For my 2020 reading I managed only 22 books.


non - fiction


The weirdest People in the World by Joseph Henrich. 

Interesting book with topics on race differences, education, social strata. Interesting stuff but balancing on the edge of what the right - thinking citizen of modern society will accept. Interesting but like always with these subjects: Controversial.


Wagnerism: How a Composer Shaped the Modern World by Alex Ross. 

The impact of Wagner on every cultural aspect of the late 19th and early 20th century is impressive and not widely known. That is until one reads Ross. Another brilliant book by this music critic.


Trieste by Jan Morris

It is about has a dreamy feeling and it is about nowhere.


Signatures: Literary encounters of a lifetime by David Pryce-Jones. A collection of very entertaining reminiscences of the bibliophile who met them all: Bowles, Auden, Huxley


A short walk in the Hindu Kush by Eric Newby. 

Funniest book of the year, hugely entertaining! It deserves a reread and a review.


The decline of the novel by Joseph Bottum. 

Can’t remember what it was about…


How to read water: Clues and Patterns from Puddles to the Sea by Tristan Gooley. 

The book describes exactly what is said in the title. Occasionally very interesting stuff for sailors and walkers.

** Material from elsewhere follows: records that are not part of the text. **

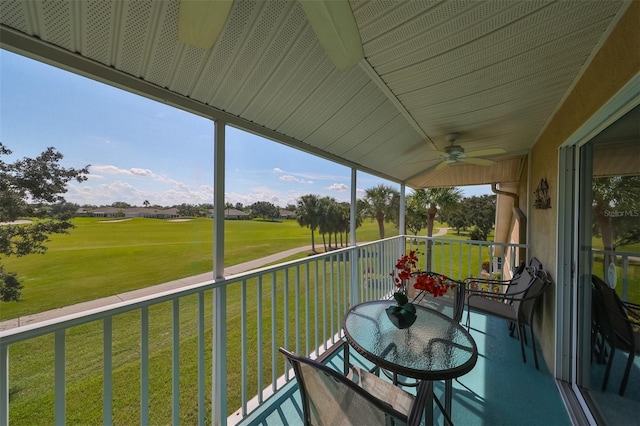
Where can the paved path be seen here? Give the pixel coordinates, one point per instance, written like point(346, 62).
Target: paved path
point(92, 304)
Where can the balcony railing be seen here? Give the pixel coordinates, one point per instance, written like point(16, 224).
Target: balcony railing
point(198, 354)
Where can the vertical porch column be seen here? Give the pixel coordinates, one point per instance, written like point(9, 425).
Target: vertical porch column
point(401, 222)
point(219, 350)
point(354, 292)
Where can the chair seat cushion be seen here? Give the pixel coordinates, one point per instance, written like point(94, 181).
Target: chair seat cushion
point(495, 307)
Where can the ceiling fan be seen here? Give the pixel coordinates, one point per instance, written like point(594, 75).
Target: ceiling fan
point(200, 22)
point(455, 153)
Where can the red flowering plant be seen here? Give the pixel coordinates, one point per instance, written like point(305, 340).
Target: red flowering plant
point(407, 268)
point(404, 314)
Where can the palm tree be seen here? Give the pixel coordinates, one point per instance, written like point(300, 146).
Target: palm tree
point(327, 222)
point(434, 199)
point(382, 205)
point(308, 214)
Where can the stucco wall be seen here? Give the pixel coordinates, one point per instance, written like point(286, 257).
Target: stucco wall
point(615, 64)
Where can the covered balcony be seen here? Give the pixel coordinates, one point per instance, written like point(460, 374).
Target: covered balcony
point(539, 99)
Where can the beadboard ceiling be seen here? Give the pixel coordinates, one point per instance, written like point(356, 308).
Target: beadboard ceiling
point(492, 71)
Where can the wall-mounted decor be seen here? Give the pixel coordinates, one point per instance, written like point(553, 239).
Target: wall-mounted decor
point(542, 195)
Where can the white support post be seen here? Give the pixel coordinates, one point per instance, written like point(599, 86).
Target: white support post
point(354, 293)
point(401, 222)
point(219, 350)
point(4, 385)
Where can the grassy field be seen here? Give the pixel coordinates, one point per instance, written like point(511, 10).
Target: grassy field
point(102, 258)
point(182, 248)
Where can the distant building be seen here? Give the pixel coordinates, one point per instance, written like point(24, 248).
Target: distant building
point(235, 214)
point(287, 214)
point(113, 212)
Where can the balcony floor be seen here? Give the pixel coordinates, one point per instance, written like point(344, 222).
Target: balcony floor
point(500, 390)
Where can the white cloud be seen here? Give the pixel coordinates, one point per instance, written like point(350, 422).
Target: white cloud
point(289, 178)
point(338, 187)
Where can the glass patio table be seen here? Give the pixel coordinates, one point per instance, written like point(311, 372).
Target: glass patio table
point(435, 347)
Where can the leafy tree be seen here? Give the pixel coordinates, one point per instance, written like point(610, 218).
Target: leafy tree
point(456, 217)
point(185, 209)
point(265, 210)
point(435, 200)
point(42, 181)
point(415, 215)
point(616, 211)
point(382, 204)
point(121, 205)
point(308, 214)
point(481, 214)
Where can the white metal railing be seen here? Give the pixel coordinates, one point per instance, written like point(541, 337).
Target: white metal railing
point(298, 305)
point(460, 259)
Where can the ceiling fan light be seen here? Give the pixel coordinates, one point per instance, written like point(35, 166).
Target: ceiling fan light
point(335, 26)
point(201, 21)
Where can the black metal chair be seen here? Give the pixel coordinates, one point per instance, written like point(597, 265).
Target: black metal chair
point(331, 398)
point(517, 304)
point(614, 322)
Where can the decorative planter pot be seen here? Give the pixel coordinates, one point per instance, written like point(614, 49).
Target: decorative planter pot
point(402, 316)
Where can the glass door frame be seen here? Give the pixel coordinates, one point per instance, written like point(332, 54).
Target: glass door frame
point(567, 340)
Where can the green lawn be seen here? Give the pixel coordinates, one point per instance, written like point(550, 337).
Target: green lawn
point(101, 258)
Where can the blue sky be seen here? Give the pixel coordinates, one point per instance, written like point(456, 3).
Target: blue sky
point(141, 150)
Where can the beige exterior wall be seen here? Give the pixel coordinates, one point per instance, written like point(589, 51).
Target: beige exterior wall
point(615, 64)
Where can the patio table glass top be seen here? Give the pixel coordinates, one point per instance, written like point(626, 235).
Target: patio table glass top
point(435, 347)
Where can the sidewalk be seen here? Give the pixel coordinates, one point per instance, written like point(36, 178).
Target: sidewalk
point(130, 295)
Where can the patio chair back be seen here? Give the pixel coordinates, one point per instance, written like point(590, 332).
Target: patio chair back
point(612, 323)
point(330, 398)
point(517, 305)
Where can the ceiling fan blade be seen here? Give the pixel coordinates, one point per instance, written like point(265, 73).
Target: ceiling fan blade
point(441, 166)
point(477, 161)
point(336, 29)
point(201, 21)
point(485, 152)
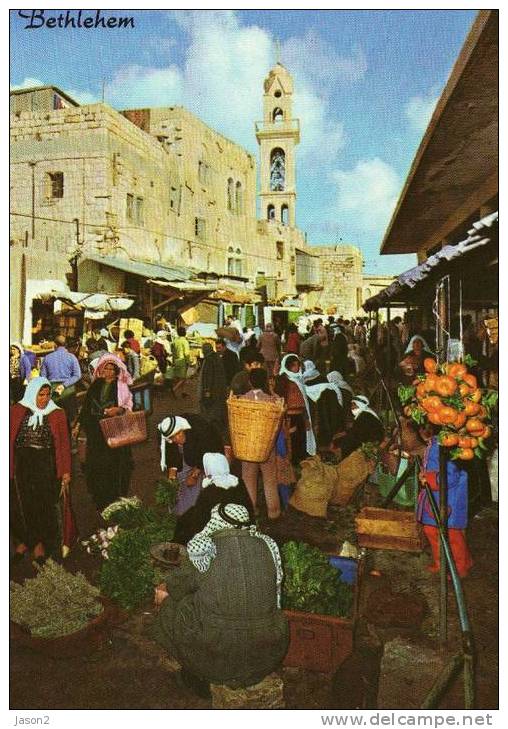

A.N. Wilson: Dante in Love. Fascinating book about the world in which Dante wrote his comedy. Good enough to start an immediate rereading.


The Snow Leopard by Peter Matthiessen. 

Travel lit. from the seventies. Not bad, but not wildly exciting either. Again, Chatwin was right. Tortuga is Matthiessen’s better book.


WINNER: ERIC NEWBY with his Afghan travelogue




La gloire de mon père by Marcel Pagnol. 

A fine read that triggered remembrances of things past: my adolescent years in a French collège.


Hav and lettres fom Hav by Jan Morris. 

A travel guide for an unexistent city. Not bad but Jan Morris presence in the book is a bit too much.


La neige était sale by George Simenon. 

Very believable naturalistic written "fait-divers” against a second war back-ground. Impressive tight writing and a scisseled dark atmosphere.


Silk by Alessandro Baricco. 

A dreamy story of travels to the far East and a mysterious women.


Gabriele, girofle et canelle by Jorge Amado. 

A Love story playing out in the city of Bahia. Ah the voluptuous “Brésiliennes".


WINNER? No real favorite. No price discerned this year.




Topaz by Marcel Pagnol. 

From Rags to Riches by scheming and dealing. Life as it is. At may be a comedy, but it describes the things like they bloody well are.


Knock ou le triomphe de la médecine by Jules Romains. 

Funny modern take on the money - making business of being a doctor.


Both books are good reads!


WINNER? A tie between Pagnol and Romains




Cathay: A critical edition by Ezra Pound. Interesting book if and only if you are interested in Pound’s writing method and techniques. So, only for the interested academician and the amateur delecting in the eclectic.




Marcel Proust, a biography by George Painter. 

Very good bio of Proust. Enjoyed every page of it. Why did I stop reading?


Le Port des brumes by George Simenon. 

Again, the genius of Simenon in sketching in a few words tons of atmosphere and drama. Again, why did I stop reading?


Stalingrad by Vassily Grossman. Fighting in Stalingrad. 

Can you imagine that this book bored me to death? Stopped reading when the first bombs start falling.


The enchanted hour: The Miraculous Power of reading aloud in the age of distraction by Meghan Cox Gurdon.

I ordered a wrong book.


WINNER: Best unfinished book: Marcel Proust by George Painter


OVERALL WINNER: A short walk in the Hindu Kush by Eric Newby.